NOFX

Self/Entitled

Fat Mike ist ein gnadenlos ehrlicher Typ: Ehe gescheitert? Ja, und? Alkoholproblem? Ja, und? Vorliebe für S/M inklusive Studio im Keller und Beziehung zu einer Domina? Wo ist das Problem? Weltweiter Alarm wegen Menschen, die mit ihrer Religiosität nicht entspannt umgehen können? Schreib einen Song und veröffentliche ihn (un)passenderweise genau zum Höhepunkt der Aufregung.

„72 hookers“ ist der Opener des neuen, zwölften NOFX-Albums, das die seit 1997 gültige „Alle drei Jahre ein Album“-Regel fortsetzt, und darin bietet Mike die Lösung für islamistischen Terror und gegen Selbstmordattentäter an: Die Typen bekommen einfach nicht genug Sex, junge Männer wollen eigentlich nur ficken, und dürfen/können sie das nicht, kommen sie auf dumme Ideen.
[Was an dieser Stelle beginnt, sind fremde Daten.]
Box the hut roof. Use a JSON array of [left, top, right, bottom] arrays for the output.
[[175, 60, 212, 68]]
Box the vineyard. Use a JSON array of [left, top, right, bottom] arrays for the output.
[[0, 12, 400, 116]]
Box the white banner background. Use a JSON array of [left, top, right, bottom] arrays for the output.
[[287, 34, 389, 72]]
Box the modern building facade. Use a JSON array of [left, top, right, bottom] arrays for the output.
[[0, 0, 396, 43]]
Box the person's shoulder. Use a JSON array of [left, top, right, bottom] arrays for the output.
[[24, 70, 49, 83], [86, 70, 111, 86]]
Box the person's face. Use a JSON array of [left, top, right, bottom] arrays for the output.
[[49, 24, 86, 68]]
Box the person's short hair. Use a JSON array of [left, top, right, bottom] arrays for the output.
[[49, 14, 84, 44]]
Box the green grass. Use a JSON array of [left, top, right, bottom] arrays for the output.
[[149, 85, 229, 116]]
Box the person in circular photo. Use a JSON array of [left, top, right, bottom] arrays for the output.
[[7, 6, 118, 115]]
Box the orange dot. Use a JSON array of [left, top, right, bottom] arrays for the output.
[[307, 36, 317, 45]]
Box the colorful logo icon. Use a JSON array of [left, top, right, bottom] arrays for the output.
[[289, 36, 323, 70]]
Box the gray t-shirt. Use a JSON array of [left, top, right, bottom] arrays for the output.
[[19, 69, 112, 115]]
Also: nicht die 72 Jungfrauen, die angeblich nach ihrem Tod im Paradies auf die Märtyrer warten, sind die Lösung, sondern hunderttausende Nutten. „100.000 hookers can beat the Marine Corps“ lautet Fat Mikes außenpolitisch-militärische Maxime, „make love not war“.
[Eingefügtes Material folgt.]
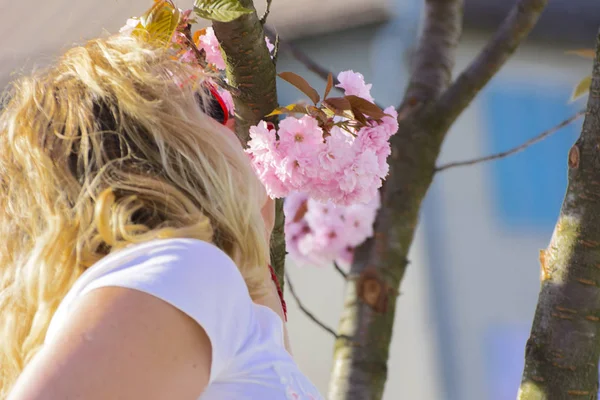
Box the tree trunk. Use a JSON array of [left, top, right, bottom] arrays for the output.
[[329, 0, 547, 400], [518, 29, 600, 400], [213, 0, 286, 287]]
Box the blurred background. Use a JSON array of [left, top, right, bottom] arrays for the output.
[[0, 0, 600, 400]]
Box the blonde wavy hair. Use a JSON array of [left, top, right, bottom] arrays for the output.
[[0, 36, 268, 399]]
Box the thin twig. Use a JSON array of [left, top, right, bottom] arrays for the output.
[[265, 28, 343, 87], [285, 271, 351, 340], [265, 28, 385, 110], [435, 110, 585, 172], [260, 0, 273, 25], [432, 0, 548, 126], [333, 261, 348, 280], [399, 0, 465, 114]]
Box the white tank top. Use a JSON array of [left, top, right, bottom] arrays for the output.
[[46, 239, 323, 400]]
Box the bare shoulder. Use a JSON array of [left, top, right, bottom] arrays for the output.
[[9, 287, 211, 400]]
Plumpe Provokation? Nein, denn im Kern die treffende Analyse der Probleme der islamischen Welt, in der weitaus mehr als im Westen strenge Regeln alter, korrupter Männer der Jugend das Leben versauen, wobei 19-jährige US-Marines genauso Opfer ihre Regierung sind.

NOFX sind, das zeigt dieser Text, immer noch eine, wenn nicht die wortgewaltigste US-Punkband, denn auch „I believe in goddess“ (ein smartes Statement in Sachen Religion) oder „Ronnie & Mags“ (ein kleiner Hinweis, dass es Maggie Thatcher und Ronald Reagan waren, die uns viel der heute noch nervenden Scheiße eingebrockt haben), und „Secret society“ (kann man als leicht verklausuliertes Bekenntnis zu eingangs erwähnter S/M-Vorliebe werten) sind das Gegenteil komplexer, diplomatischer lyrischer Ergüsse, die niemandem auf die Zehen treten wollen, sondern klare Ansagen.

Auch in „I’ve got one Jealous Again, again“ plaudert Mike aus dem Nähkästchen, es ist die Fortsetzung von „We got two Jealous Agains“. Seinerzeit sinnierte er mit viel Namedropping darüber, wie man als Ehepaar seine Plattensammlungen vermischt – und jetzt wird er persönlich und wirft seiner Ex Erin vor, sie habe SURVIVOR gehört, und, sinngemäß, da habe er gewusst, dass es vorbei ist.

Ehe kaputt, Plattensammlung wieder geteilt, nur noch eine Kopie von „Jealous Again“ im Haushalt. Sympathischer und nerdiger kann man die Grundlagen einer Punk-Ehe nicht auf den Punkt bringen.

Musikalisch sind NOFX in den zwölf Songs so griffig wie eh und je, nur bei einem Song („Cell out“, für den Eric Melvin als Co-Autor genannt wird) wird vom Trademark-Sound leicht abgewichen und mit Keyboard-Einsatz eine ungewohnt poppige Note hinzugefügt.

Es wäre leicht zu fordern, die Welt brauche mehr junge, frische Punkbands, die ihre Wut und Meinung artikulieren und damit Erfolg haben, oder zu sagen, dass eine Band von Ü40ern, die ihr zwölftes Album abliefert, schwerlich diesem Anspruch gerecht werden kann, aber die Fakten sprechen eine andere Sprache: An NOFX kommt auch 2012 keiner ran, und sie tun einem auch nicht den „Gefallen“, in Richtung U2-Gigantismus abzudriften wie die unter ähnlichen Voraussetzungen gestarteten GREEN DAY.